Controllable synthesis of γ′-Fe4N via prolonged high vacuum magnetic annealing of deposited Fe–N thin films

Abstract

Abstract In order to develop a fast and low-cost method for preparing γ′-Fe4N thin films for spintronic applications, the iron nitride (Fe–N) thin films were deposited through reactive sputtering in pure nitrogen, followed by high vacuum magnetic annealing process. The X-ray diffraction pattern (XRD) results revealed that the N content of the Fe–N thin films were decreasing continuously with the increase of annealing temperatures and times, so as to affect their crystal phase compositions, thus a single phase of γ″-FeN, ξ-Fe2N and γ′-Fe4N can be controllable prepared through annealing process.
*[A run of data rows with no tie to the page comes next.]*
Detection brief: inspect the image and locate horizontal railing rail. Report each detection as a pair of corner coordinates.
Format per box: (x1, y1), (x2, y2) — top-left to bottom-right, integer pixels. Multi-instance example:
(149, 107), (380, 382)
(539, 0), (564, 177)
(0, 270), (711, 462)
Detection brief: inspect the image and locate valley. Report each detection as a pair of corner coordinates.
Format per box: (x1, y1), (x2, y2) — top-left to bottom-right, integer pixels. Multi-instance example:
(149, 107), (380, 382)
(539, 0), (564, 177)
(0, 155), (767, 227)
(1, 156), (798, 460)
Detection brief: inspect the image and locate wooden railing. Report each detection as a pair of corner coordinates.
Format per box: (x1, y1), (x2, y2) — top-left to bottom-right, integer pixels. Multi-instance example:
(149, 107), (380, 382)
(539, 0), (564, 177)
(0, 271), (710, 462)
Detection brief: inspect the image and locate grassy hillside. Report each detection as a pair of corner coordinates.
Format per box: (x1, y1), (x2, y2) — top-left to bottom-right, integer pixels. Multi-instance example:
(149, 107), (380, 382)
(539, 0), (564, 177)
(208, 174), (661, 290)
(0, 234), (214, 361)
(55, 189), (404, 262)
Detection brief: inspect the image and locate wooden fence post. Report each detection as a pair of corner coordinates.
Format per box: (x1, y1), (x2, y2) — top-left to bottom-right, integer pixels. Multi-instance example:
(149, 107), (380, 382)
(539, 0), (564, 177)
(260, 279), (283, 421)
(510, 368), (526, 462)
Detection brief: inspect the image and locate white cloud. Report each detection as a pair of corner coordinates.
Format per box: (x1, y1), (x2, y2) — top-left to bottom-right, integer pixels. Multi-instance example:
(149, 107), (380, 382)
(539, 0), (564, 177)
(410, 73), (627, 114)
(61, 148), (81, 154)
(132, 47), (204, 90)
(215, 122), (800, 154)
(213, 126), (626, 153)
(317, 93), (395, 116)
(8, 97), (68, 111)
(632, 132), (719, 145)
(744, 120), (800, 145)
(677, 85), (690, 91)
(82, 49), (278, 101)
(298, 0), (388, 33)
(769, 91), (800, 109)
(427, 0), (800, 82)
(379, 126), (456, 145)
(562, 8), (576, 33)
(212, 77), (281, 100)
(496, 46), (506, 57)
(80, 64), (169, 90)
The phase transition characteristics for Fe–N to γ′-Fe4N were studied carefully. It was found that the sample (Fe1.8N) with a mixed crystal phase of γ″-FeN and ξ-Fe2N can be totally changed into a single phase of γ′-Fe4N by annealing it at 430 °C for 3 h, and the annealing temperatures can also be as low as 375 °C but for a prolonged time to 24 h. The stoichiometric matter of the as-prepared Fe–N thin films was confirmed by the XPS analysis. The vibrating sample magnetometer (VSM) results indicated that the magnetic properties of the Fe–N thin films are mainly depending on their crystal phase compositions. The saturation magnetization (Ms) of γ′-Fe4N films depends on various factors, and it was to about 1080 emu/cm3 for the γ′-Fe4N/MgO/Si.